"Non-consensually", as if you had to ask for permission to perform a GET request to an open HTTP server.
Yes, I know about weev. That was a travesty.
"Non-consensually", as if you had to ask for permission to perform a GET request to an open HTTP server.
Yes, I know about weev. That was a travesty.
robots.txt is a polite request to please not scrape these pages because it's probably not going to be productive. It was never meant to be a binding agreement, otherwise there would be a stricter protocol around it.
It's kind of like leaving a note for the deliveryman saying please don't leave packages on the porch. It's fine for low stakes situations, but if package security is of utmost importance to you, you should arrange to get it certified or to pick it up at the delivery center. Likewise if enforcing a rule of no scraping is of utmost importance you need to require an API token or some other form of authentication before you serve the pages.
At the same time, an http GET request is a polite request to respond with the expects content.
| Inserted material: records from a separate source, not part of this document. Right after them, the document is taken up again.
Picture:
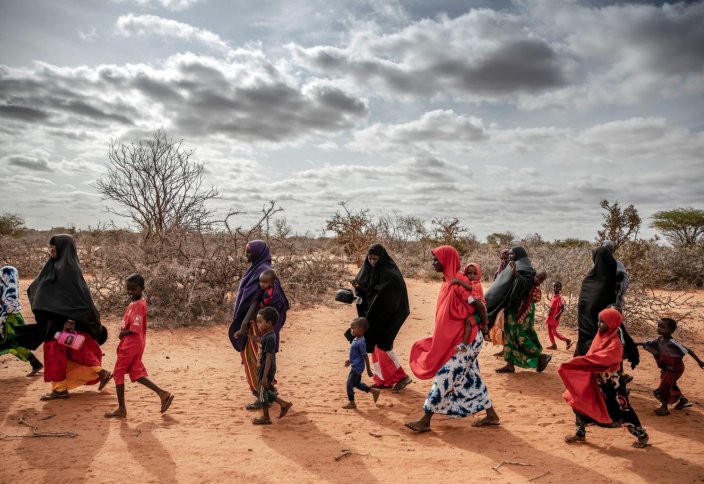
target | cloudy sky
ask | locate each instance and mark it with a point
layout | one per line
(511, 115)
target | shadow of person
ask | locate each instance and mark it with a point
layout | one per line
(297, 438)
(147, 450)
(66, 459)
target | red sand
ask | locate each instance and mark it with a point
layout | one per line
(207, 436)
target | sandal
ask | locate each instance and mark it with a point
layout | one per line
(55, 396)
(417, 428)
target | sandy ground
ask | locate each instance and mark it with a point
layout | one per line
(207, 435)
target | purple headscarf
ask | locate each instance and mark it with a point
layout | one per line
(249, 290)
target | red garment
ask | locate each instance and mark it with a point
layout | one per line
(580, 374)
(556, 305)
(387, 369)
(131, 346)
(430, 354)
(56, 358)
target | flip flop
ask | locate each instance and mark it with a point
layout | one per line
(114, 415)
(284, 410)
(167, 403)
(417, 428)
(55, 396)
(104, 382)
(484, 423)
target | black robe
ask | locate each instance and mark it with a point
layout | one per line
(384, 299)
(509, 291)
(60, 293)
(598, 291)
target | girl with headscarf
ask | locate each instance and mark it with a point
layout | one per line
(514, 292)
(382, 288)
(244, 335)
(459, 389)
(61, 300)
(11, 318)
(594, 388)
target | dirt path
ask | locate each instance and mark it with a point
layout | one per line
(207, 436)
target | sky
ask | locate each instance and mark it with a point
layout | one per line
(510, 115)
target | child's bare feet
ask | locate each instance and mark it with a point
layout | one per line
(119, 413)
(575, 438)
(285, 409)
(662, 411)
(166, 400)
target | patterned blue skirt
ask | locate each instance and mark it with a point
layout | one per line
(459, 389)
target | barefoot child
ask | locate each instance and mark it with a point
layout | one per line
(266, 372)
(358, 361)
(594, 387)
(133, 334)
(475, 300)
(669, 355)
(557, 306)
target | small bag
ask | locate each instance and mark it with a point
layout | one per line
(70, 339)
(344, 295)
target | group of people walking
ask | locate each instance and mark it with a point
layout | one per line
(594, 379)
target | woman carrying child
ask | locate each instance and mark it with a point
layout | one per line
(11, 318)
(459, 389)
(516, 291)
(259, 287)
(61, 300)
(594, 387)
(382, 288)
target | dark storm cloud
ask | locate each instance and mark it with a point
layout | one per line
(244, 98)
(34, 164)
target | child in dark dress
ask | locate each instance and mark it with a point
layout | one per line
(669, 355)
(266, 371)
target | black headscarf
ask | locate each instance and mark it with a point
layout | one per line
(508, 291)
(60, 290)
(597, 292)
(384, 299)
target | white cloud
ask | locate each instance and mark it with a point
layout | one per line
(130, 25)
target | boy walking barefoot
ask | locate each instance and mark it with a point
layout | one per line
(669, 355)
(358, 361)
(133, 335)
(266, 372)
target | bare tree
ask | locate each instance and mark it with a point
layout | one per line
(156, 185)
(619, 224)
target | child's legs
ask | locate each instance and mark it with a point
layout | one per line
(551, 334)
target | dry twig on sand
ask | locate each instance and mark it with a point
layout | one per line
(36, 433)
(511, 462)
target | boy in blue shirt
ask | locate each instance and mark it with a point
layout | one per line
(358, 361)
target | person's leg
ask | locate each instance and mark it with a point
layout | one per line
(352, 379)
(551, 334)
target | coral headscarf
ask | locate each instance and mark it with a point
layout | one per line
(430, 354)
(580, 374)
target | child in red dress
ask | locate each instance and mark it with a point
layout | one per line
(557, 306)
(133, 334)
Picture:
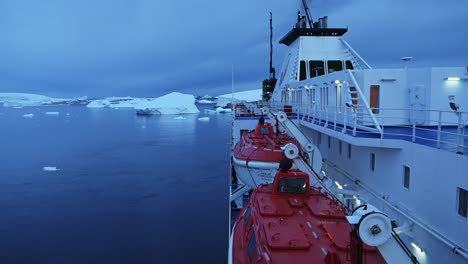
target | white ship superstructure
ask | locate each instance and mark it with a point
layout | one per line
(392, 138)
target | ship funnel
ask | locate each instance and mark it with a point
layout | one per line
(325, 22)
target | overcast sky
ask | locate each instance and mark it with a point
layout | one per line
(147, 48)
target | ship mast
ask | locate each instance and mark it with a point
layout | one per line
(269, 84)
(309, 17)
(272, 70)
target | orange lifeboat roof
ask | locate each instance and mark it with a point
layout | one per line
(262, 144)
(290, 222)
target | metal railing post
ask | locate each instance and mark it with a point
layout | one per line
(355, 123)
(334, 119)
(344, 120)
(460, 133)
(439, 129)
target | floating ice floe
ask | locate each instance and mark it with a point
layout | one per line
(223, 110)
(174, 104)
(18, 100)
(209, 111)
(244, 96)
(47, 168)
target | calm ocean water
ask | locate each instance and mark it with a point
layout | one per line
(129, 189)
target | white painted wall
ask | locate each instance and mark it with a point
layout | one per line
(435, 177)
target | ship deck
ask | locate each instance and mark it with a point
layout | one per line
(447, 139)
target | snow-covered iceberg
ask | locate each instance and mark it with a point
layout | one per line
(117, 102)
(173, 103)
(25, 99)
(245, 96)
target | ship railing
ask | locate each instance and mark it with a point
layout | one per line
(439, 129)
(357, 60)
(384, 203)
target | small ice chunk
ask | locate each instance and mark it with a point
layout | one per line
(47, 168)
(223, 110)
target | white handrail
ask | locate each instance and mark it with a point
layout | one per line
(362, 98)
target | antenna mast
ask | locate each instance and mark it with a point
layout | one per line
(272, 70)
(309, 17)
(269, 84)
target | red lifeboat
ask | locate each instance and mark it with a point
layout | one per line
(257, 155)
(289, 221)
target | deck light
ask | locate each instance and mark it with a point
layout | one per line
(388, 79)
(417, 247)
(338, 185)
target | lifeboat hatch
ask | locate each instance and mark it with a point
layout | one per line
(285, 234)
(273, 207)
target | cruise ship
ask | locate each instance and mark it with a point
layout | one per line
(390, 138)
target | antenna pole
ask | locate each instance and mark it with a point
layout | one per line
(309, 17)
(272, 70)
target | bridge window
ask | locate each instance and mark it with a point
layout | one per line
(406, 177)
(349, 65)
(316, 68)
(292, 185)
(375, 98)
(463, 202)
(338, 98)
(247, 215)
(251, 246)
(265, 131)
(354, 95)
(334, 66)
(302, 71)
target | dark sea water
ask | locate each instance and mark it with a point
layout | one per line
(129, 189)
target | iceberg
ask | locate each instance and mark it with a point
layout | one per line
(47, 168)
(174, 103)
(223, 110)
(18, 100)
(244, 96)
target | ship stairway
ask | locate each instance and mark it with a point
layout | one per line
(363, 115)
(354, 57)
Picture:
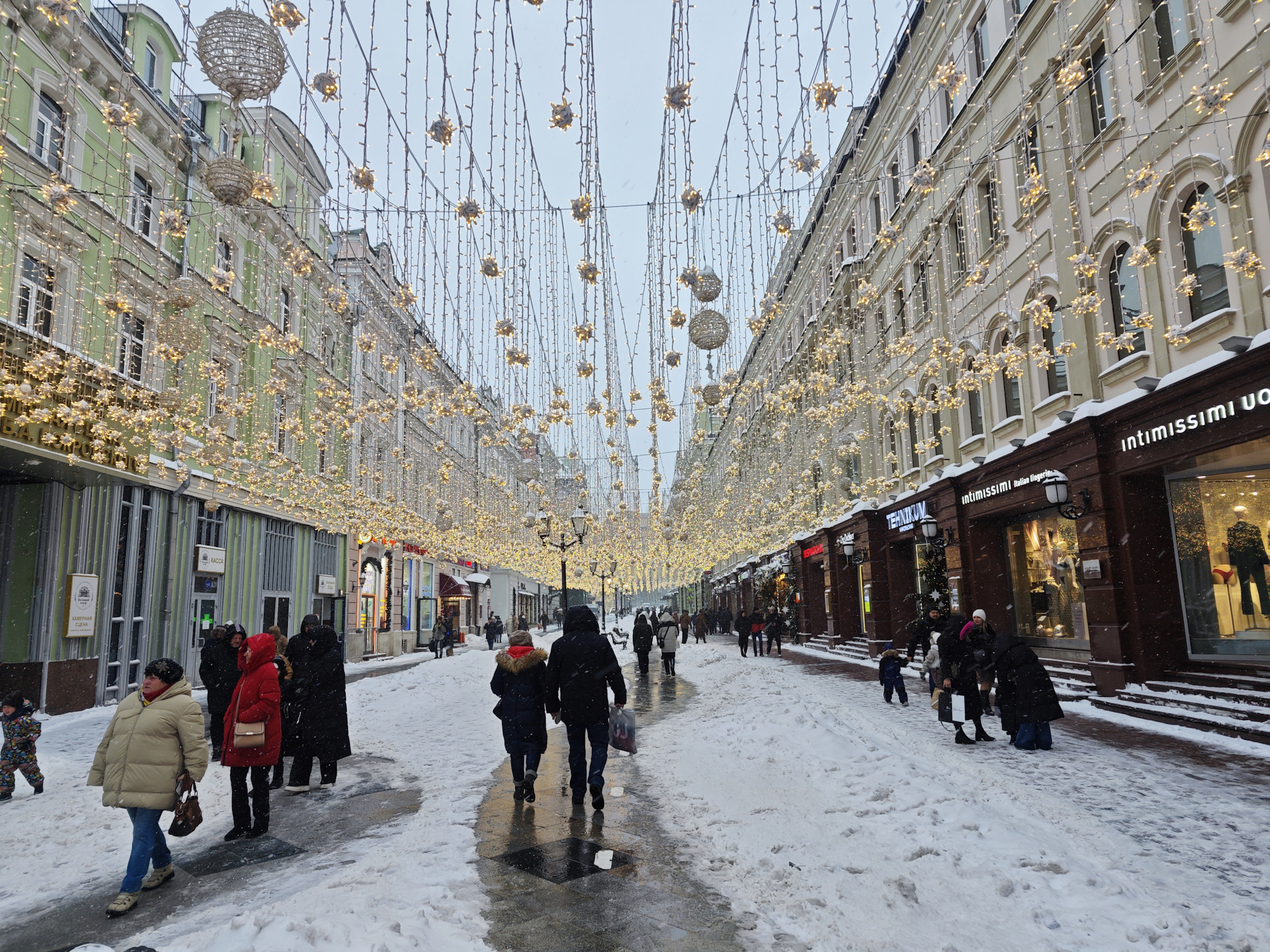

There is no binding agreement that my webserver sends you the webpage you asked for. I am at liberty to enforce my no-scraping rules however I see fit. I get to choose whether I'm prepared to accept the consequences of a "real user" tripping my web scraping detection thresholds and getting firewalled or served nonsense or zipbombed (or whatever countermeasure I choose). Perhaps that'll drive away a reader (or customer) who opens 50 tabs to my site all at once, perhaps Google will send a badly behaved bot and miss indexing some of my pages or even deindexing my site. For my personal site I'm 100% OK with those consequences. For work's website I still use countermeasures but set the thresholds significantly more conservatively. For production webapps I use different but still strict thresholds and different countermeasures.
Anybody who doesn't consider typical AI company's webscraping behaviour over the last few years to qualify as "abuse" has probably never been responsible for a website with any volume of vaguely interesting text or any reasonable number of backlinks from popular/respected sites.